Using Functions to Display Multiple Similar Subplots in Matplotlib

The StackOverflow 2019 data set can be found at: https://insights.stackoverflow.com/survey

Okay so I am decently new at python and really new to the Matplotlib package. Here is the issue that I am having:

While working with data from a table of StackOverflow survey results. I noticed that that there was a relationship between age and salary for programmers who responded to the survey (I know, not that shocking). The code to grab this info looked like this:

avg_salary_per_age = df.groupby('Age')['Salary_USD'].mean().reset_index()

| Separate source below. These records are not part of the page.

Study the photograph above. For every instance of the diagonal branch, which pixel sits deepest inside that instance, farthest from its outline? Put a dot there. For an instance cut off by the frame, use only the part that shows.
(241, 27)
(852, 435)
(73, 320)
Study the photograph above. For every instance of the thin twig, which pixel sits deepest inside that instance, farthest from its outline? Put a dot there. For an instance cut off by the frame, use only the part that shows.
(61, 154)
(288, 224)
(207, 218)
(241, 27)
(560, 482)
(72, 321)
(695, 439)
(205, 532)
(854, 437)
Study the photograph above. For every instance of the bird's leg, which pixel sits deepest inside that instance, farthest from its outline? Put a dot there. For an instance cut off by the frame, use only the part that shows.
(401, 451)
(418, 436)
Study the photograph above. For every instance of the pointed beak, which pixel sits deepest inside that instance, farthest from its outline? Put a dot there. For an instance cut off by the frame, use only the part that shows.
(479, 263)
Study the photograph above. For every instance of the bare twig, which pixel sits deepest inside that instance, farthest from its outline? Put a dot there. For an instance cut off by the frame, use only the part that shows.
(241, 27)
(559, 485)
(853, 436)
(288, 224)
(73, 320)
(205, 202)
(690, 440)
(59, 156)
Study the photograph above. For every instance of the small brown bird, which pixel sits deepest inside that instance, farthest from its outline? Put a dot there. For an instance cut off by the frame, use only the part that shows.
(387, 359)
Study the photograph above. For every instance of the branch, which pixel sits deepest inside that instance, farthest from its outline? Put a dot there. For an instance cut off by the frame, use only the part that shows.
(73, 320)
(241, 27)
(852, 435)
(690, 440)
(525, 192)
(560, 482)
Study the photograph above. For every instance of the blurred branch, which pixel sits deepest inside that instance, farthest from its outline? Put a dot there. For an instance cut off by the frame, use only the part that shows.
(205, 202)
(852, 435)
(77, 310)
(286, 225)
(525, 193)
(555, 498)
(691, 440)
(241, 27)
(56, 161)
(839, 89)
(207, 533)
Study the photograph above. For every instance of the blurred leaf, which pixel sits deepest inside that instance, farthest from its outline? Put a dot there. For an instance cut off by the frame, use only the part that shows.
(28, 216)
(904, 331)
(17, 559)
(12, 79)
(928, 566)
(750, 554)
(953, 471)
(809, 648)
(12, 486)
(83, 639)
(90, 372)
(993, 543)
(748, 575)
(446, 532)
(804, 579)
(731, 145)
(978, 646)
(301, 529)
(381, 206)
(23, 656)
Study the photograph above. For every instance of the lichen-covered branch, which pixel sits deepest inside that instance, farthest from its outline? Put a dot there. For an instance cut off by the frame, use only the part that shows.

Pretty simple. Just grouping by the ‘Age’ column and showing the average salary for each. The subplot is simple as well:

plt.figure(figsize=(6, 6))
ax1 = plt.subplot(1)

ax1.set_xticks(range(20,70,5))
plt.plot(avg_salary_per_age ['Age'], avg_salary_per_age ['Salary_USD'], 'o')
plt.xlabel('Age (years)')
plt.ylabel('Avg. Salary (USD)')
plt.title('Programmer Salary v. Age')

Once I had that subplot, I wanted to see if this relationship would hold true for individual countries. It is simple enough conceptually. Just do the same process but group by country and age, then redo the process for the top 9 countries to get a 3x3 subplot figure. However, I am sure there is a way to write a function for this since it is just me iterating over the same steps 9 times.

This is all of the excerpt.